Simurg’un Sedası ekibi olarak “akademi”yi her şeyin üzerinde tutmak en temel ilkemizdir. Akademik düşünce biçimi bizler için hakikatin, yani gerçek arayışının vazgeçilmez bir enstrümanıdır ve her türlü farklılığı bünyesinde eritmeye muktedirdir. Bu yönüyle kendimizi “her türlü sıkıntıya rağmen Simurg’a ulaşmaya çalışan kuşlar” imgesiyle paralel konumlandırdık ve idealimize doğru yani Simurg’a doğru yola çıktık. Farklı özelliklere ve farklı cinslere sahip onlarca kuşun Kaf Dağı’na Simurg’un yanına doğru uçma çabası ile birbirimizden farklı çalışma alanlarına, karakterlere, donanıma ve dünya görüşüne sahip gençlerin Türk akademisine hizmet gayesi arasında bir paralellik kurarak hiçbir menfaat beklemeden gönüllü olarak bu işe kalkıştık.
Bu çalışmalarımızın temelde iki gayesi bulunmaktadır; ilki birbirimizden haberdar olmak ve dünyanın çeşitli köşelerinde kendi öz kaynaklarıyla bilgi işçiliği yapan arkadaşlarımızı tanımak ve beraberliğimizi tesis etmek. İkincisi ise hali hazırda yapmakta olduğumuz çalışmaları bir çatı altında derleyip toparlayarak hem okuyucularımıza hem de birbirimize (ilk nedenimiz olan) akademik fayda sağlamaktır. Amacımız dünyayı değiştirmek değil, birbirimizin ve okuyucularımızın dünyasını genişletmektir. Bu sebeple site içinde ağır ağdalı akademik metinler yerine her türden okuyucuya hitap edecek çalışmalar ağırlıklı olacaktır.

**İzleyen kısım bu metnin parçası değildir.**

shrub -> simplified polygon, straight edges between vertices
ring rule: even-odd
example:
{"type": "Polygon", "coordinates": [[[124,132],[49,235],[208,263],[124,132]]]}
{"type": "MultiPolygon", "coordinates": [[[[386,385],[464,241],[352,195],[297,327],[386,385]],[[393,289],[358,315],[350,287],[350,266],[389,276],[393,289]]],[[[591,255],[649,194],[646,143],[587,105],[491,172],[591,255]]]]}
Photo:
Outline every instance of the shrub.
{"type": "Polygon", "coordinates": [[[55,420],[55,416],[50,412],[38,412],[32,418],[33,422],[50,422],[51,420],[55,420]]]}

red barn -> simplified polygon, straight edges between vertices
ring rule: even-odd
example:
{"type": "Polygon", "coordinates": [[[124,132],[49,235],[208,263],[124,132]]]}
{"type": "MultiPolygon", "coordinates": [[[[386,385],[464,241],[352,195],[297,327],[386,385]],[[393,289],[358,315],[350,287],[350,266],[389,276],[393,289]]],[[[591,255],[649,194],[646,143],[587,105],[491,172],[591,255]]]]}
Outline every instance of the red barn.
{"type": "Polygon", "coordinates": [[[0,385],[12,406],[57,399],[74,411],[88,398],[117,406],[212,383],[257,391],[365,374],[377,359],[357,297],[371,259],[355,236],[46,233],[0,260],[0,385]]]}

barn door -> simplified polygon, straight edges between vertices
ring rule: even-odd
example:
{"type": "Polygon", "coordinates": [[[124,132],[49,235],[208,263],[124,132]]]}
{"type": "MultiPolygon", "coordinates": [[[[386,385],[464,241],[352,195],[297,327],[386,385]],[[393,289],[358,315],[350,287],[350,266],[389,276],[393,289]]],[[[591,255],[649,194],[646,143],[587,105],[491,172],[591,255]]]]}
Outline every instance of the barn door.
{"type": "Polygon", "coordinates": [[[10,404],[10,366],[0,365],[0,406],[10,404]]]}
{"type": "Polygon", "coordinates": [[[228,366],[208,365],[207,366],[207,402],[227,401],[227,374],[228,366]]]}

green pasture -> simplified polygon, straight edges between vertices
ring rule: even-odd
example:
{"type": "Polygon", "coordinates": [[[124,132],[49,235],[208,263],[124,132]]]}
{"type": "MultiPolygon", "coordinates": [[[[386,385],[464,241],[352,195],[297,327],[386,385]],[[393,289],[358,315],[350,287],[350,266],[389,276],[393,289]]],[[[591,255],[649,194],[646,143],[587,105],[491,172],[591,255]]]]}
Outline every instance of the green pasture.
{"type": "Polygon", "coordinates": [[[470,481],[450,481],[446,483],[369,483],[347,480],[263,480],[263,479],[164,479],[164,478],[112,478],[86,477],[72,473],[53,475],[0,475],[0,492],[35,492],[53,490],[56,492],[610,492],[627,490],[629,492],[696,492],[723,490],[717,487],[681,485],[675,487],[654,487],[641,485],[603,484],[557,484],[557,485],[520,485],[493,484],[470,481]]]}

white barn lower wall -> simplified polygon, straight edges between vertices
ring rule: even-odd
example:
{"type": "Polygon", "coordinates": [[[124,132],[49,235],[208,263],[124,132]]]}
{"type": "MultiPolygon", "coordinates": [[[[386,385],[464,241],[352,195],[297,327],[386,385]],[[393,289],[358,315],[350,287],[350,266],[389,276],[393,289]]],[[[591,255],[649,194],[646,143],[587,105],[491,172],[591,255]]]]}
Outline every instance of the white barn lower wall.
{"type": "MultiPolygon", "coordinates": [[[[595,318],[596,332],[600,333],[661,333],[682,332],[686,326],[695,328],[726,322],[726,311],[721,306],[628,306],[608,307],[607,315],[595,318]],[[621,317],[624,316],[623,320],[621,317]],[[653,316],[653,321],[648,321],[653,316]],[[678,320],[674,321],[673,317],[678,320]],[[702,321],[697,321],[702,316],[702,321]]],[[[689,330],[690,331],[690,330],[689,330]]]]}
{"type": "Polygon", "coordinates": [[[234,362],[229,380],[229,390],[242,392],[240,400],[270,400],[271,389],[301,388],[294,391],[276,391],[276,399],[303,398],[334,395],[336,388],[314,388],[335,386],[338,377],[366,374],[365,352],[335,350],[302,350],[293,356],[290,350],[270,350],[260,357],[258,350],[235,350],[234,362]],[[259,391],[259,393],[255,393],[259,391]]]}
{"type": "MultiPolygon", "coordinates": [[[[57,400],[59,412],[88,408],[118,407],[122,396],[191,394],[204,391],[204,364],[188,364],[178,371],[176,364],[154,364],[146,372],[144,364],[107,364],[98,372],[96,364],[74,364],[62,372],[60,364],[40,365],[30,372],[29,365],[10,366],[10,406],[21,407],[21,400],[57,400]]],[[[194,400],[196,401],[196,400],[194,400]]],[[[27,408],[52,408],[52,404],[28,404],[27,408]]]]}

Simurg’un Sedası’nın belirgin bir ekibi bulunmamaktadır. 2012 yılından bu yana Simurg’un Sedası’nın logosundan site tasarımına, afiş tasarımlarından haftalık sunumlarına kadar onlarca insan sabahlara dek emek sarf ettiler. Bizim nazarımızda akademik ahlaka ve değerlere samimiyetle bağlı olan ve çıkarsızca kendisini işine adayan herkes ekibimizin bir parçasıdır.
Bu noktada sözlerimi Nazım Hikmet’in şu dizeleriyle noktalamak istiyorum;
"Çin'den İspanya'ya, Ümit Burnu'ndan Alaska'ya kadar
her mili bahride, her kilometrede dostum ve düşmanım var.
Dostlar ki bir kerre bile selâmlaşmadık
aynı ekmek, aynı hürriyet, aynı hasret için ölebiliriz.
Ve düşmanlar ki kanıma susamışlar
kanlarına susamışım.
Benim kuvvetim:
bu büyük dünyada yalnız olmamaklığımdır."